What’s the next step for an artist after becoming a teenaged global phenomenon?  For Gabríel Ólafs, the answer is to become a grown-up global phenomenon.  This was also the path taken by Ólafur Arnalds, and we suspect his younger Icelandic counterpart may follow his trajectory as well.  Absent Minded was a success on its own in 2019, and was followed by an album of reworks by artists such as Hugar, Bing & Ruth and Masayoshi Fujita, while this year’s Solon Islandus travels in a quieter direction with an accompanying selection of piano versions.

The album is a tribute to the “artistic spirit of Iceland,” in particular the life and work of famed poet Davíð Stefánsson, whose writings grace the recording in a manner reminiscent of Arnald’s Island Songs.  While the album is decorated with Stefánsson’s poetry, the title is taken from his only novel.  The music unfurls slowly, like the flowing dyes of lead videos “The Lily” and “Memory,” chords and colors expanding like eyedrops, like sunbursts, like galaxies.  Opening track “Streymir” (flow or stream) embodies this principle, building from a soft base of piano and strings to become a creature that tugs at the emotions.  The choir sings; the heart tilts.  Blueness shines on creek and dale.  

How might one categorize the life of a never-married librarian?  Ólafs conveys an undercurrent of loneliness, along with great beauty.  Surrounded by literature and like-minded visitors, Stefánsson was inspired to write of characters saved by the kindness of others.  The title track expands to the cold expanse of water surrounding Iceland before retracting to the vast uninhabited center.  Even as a child, the poet felt a kinship with the raven, as portrayed in “Brestur” and closer “The Caw” ~ confined to his bed, he imagined soaring through the winter skies.

A cinematic thread runs through the album as well, especially apparent in the finale of “Hind,” as life and death collide in a lonely glade.
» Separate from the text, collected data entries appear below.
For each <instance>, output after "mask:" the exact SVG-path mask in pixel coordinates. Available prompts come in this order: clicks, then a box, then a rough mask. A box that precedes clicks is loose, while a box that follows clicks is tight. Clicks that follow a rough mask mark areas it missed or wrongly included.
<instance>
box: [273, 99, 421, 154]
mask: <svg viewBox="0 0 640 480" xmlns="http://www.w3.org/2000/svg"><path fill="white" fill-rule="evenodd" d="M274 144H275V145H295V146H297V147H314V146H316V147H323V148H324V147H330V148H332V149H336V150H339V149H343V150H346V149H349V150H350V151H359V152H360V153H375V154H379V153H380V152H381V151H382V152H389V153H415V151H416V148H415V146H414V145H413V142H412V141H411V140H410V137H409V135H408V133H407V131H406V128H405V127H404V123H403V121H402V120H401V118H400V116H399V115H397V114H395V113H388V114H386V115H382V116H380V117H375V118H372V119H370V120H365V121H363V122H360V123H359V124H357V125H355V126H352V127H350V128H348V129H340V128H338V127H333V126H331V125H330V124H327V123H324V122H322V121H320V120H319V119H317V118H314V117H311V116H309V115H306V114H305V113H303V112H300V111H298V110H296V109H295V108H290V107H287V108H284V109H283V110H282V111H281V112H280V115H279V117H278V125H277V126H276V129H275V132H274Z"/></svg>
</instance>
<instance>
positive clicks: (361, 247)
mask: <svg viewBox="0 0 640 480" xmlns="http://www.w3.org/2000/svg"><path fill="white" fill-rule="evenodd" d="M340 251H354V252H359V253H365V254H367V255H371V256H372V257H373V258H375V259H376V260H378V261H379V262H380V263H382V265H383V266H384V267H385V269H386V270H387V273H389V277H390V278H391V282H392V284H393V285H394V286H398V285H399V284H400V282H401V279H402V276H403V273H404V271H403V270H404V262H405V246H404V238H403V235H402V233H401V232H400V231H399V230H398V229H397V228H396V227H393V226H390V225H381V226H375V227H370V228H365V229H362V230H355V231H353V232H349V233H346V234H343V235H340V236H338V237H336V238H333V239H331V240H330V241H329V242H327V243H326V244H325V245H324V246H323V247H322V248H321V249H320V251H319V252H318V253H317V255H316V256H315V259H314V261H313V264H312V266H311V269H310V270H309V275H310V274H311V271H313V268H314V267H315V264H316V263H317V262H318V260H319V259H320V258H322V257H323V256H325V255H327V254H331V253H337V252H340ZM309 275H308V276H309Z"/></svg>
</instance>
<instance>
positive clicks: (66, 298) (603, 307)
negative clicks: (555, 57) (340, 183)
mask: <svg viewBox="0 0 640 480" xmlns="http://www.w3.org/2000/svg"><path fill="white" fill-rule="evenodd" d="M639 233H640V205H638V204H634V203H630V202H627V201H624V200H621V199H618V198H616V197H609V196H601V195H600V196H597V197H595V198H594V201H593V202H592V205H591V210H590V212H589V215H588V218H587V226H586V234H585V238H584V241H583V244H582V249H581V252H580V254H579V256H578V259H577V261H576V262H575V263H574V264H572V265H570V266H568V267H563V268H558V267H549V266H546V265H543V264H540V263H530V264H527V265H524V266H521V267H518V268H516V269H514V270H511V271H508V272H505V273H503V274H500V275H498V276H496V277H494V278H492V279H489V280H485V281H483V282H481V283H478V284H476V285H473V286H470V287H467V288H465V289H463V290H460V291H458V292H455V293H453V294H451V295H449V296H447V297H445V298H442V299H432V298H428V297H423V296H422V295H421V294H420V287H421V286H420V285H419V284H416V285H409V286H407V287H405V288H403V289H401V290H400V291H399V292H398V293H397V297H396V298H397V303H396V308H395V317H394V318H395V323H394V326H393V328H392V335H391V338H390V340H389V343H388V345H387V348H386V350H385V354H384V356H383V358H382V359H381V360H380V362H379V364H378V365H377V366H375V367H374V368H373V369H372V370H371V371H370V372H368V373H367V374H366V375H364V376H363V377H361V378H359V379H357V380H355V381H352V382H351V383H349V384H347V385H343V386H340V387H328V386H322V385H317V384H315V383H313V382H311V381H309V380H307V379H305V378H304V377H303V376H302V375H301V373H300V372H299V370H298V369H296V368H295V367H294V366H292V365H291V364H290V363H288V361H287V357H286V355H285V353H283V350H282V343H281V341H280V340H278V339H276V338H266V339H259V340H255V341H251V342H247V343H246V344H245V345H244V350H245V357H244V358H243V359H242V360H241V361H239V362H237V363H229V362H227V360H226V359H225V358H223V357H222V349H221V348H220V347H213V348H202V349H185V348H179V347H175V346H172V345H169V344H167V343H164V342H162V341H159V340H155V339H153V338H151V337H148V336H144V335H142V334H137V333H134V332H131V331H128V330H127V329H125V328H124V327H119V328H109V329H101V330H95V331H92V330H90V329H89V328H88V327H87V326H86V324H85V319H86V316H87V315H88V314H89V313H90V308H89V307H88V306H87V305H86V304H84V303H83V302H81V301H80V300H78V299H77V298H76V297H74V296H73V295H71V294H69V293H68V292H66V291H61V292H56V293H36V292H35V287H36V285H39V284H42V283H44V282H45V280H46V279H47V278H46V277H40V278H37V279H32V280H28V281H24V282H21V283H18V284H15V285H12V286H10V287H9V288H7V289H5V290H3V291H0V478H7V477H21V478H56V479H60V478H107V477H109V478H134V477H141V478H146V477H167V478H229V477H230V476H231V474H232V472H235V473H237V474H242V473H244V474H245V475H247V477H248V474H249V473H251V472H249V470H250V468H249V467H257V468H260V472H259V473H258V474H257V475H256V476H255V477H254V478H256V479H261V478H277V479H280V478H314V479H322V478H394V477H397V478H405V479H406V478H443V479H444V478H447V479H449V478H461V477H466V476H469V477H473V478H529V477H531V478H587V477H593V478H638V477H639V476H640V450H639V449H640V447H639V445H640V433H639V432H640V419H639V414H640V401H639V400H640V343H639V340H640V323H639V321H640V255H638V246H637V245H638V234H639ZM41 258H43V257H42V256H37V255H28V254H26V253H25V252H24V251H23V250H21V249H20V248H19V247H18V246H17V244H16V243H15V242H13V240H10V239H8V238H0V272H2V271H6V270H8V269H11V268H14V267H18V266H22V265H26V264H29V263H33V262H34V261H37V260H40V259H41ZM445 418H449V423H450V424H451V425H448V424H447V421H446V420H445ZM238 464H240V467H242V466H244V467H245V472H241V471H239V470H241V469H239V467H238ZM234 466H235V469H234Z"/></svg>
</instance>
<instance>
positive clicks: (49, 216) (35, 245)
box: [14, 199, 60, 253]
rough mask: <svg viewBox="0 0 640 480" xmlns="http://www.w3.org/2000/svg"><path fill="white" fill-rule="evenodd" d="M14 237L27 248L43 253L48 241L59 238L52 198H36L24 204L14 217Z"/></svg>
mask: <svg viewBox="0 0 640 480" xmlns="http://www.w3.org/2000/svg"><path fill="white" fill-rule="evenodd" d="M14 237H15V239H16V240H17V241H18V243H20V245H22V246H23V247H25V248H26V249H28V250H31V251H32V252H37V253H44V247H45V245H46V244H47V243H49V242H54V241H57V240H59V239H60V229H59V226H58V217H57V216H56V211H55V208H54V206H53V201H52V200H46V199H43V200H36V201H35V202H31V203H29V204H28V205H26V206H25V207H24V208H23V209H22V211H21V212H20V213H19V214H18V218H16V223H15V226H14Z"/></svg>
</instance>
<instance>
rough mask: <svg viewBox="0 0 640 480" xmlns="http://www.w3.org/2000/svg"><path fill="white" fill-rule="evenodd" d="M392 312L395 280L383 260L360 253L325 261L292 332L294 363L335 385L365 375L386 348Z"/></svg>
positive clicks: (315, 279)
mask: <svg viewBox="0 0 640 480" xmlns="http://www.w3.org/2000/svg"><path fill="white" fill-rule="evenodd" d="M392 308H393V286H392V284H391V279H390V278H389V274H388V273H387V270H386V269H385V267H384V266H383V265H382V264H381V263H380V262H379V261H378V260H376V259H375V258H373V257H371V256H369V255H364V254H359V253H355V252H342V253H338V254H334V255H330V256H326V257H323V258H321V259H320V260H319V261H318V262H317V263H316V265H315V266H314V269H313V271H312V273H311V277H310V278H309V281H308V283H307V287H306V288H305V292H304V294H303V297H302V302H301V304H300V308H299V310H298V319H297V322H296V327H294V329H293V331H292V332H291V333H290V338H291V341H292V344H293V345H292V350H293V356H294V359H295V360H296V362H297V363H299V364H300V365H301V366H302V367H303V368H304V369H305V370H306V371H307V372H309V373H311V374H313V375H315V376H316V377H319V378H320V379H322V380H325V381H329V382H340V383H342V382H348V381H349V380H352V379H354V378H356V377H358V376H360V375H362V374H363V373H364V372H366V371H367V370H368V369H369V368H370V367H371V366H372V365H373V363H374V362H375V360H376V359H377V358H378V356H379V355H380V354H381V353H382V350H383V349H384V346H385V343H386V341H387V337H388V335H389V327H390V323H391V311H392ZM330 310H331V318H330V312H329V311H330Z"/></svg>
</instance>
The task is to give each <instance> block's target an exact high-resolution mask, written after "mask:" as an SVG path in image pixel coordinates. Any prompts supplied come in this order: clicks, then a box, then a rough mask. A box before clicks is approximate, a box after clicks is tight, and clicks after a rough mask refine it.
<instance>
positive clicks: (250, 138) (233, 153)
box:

Ólafs has obviously inherited Stefánsson’s romanticism.  A tiny couplet of tracks, “Kyndir” and “Aska,” also refers to ashes, the former recalling a woman who writes poems in ashes, the latter a reference to volcanic debris.  But while ashes represent endings, they also represent rebirth, found in Icelandic folklore as well as the legend of the phoenix.  Ólafs straddles the thin line between Ragnarok and recreation.  As Stefánsson writes:

Though cold the wind may blow, and days be years, I’ll know you lost your way by the right route and will be mine in prayer, in song and tears.